Pour le moment (2), les retours sont très positifs. « Nous aimerions que Festina lente fasse des petits, nous avons déjà mis en contact plusieurs personnes », s’enthousiasme Sylvain Pascal, artiste de cirque. Si cette équipe de « grands rêveurs » a su réaliser un projet « aussi gros » selon Soizic Séon, c’est qu’il est possible à toutes et à tous de se « bouger les fesses » et d’oser prendre ce risque.

Manon Deniau

(1) L’entrée dans les ports se fait réglementairement avec un moteur diesel.
(2) Silence a contacté Festina lente en juin 2016. Leurs escales ne s’étaient faites qu’en France, à Sète, la Grande-Motte et Marseille.

Contact : Vous pouvez suivre leur trajet sur le site internet http://www.festinalente2016.net/, Facebook et adresser vos courriers aux capitaineries des ports dans lesquels ils s’arrêtent (indiqués sur Internet).

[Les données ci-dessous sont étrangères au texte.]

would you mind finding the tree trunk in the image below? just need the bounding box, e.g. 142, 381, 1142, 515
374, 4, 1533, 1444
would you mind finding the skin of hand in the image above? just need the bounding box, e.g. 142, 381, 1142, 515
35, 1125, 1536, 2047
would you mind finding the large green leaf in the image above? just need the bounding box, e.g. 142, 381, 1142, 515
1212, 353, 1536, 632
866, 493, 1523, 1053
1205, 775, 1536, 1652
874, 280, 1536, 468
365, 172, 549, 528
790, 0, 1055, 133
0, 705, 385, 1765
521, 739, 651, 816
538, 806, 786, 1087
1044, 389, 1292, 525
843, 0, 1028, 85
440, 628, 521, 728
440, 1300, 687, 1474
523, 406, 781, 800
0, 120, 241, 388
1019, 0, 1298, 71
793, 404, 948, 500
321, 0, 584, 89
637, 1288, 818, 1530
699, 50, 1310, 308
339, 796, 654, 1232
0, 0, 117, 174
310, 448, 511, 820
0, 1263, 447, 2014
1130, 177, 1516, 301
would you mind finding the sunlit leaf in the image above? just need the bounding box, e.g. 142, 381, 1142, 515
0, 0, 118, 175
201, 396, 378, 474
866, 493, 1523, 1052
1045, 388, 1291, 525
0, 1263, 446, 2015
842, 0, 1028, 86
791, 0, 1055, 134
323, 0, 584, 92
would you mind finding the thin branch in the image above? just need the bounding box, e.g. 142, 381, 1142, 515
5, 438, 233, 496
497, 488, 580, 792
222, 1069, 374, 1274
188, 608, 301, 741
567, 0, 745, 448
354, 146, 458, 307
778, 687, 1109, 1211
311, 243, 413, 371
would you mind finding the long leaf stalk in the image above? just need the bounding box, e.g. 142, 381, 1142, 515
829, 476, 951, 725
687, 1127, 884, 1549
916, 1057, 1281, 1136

L’Odyssée des alternatives met le cap vers la COP 22

Une « odyssée des alternatives » traversera la mer Méditerranée en ferry pendant une dizaine de jours fin octobre. L’aventure a été nommée « Ibn Battûta », du nom d’un explorateur marocain du quatorzième siècle peu connu des Occidentaux. Sept organisations des deux côtés de la rive, qui se préoccupent des causes environnementales, en sont les initiatrices : Fédération des Tunisiens pour une Citoyenneté des deux Rives (FTCR), Immigration Développement et Démocratie (IDD), Forum Démocratique National, Alternatiba... pour ne citer qu’elles.
Le cap du voyage ? La Conférence des Parties (COP) 22, qui se tiendra du 7 au 18 novembre à Marrakech, au Maroc. Avec un objectif commun, celui de regrouper les forces pour se mobiliser contre les inégalités face au changement climatique. « Ce dernier révèle et accentue les rapports de domination Nord-Sud », estime Guillaume Durin, l’un des coordinateurs du projet. Cette année, la COP 22 abordera la question des migrations climatiques, de la gestion des ressources naturelles, de la souveraineté alimentaire, de la préservation des écosystèmes ou encore de la gestion des conflits. Des phénomènes tous liés les uns aux autres et dont les conséquences sont surtout visibles dans le Sud. Les populations migrent pour le moment vers des pays frontaliers. Et l’Occident s’en préoccupe peu. « Qu’est-ce qu’on attend ? », demande Guillaume Durin, également animateur du groupe de travail international d’Alternatiba.
Ces problèmes, comme l’acidification des océans et les sécheresses, impactent déjà le quotidien des habitant-e-s. « C’est de l’écologie concrète. Ils le vivent dans leur chair », explique-t-il. Le départ du voyage se fera dans le Sud de la France où embarqueront environ 200 personnes venues d’Europe. Lors des escales, notamment en Italie, Espagne, Tunisie et Maroc, des porteur-se-s d’initiatives seront invité-e-s à les rejoindre et parler de leurs idées de résilience. Plus de trois cent militant-e-s sont attendu-e-s à bord.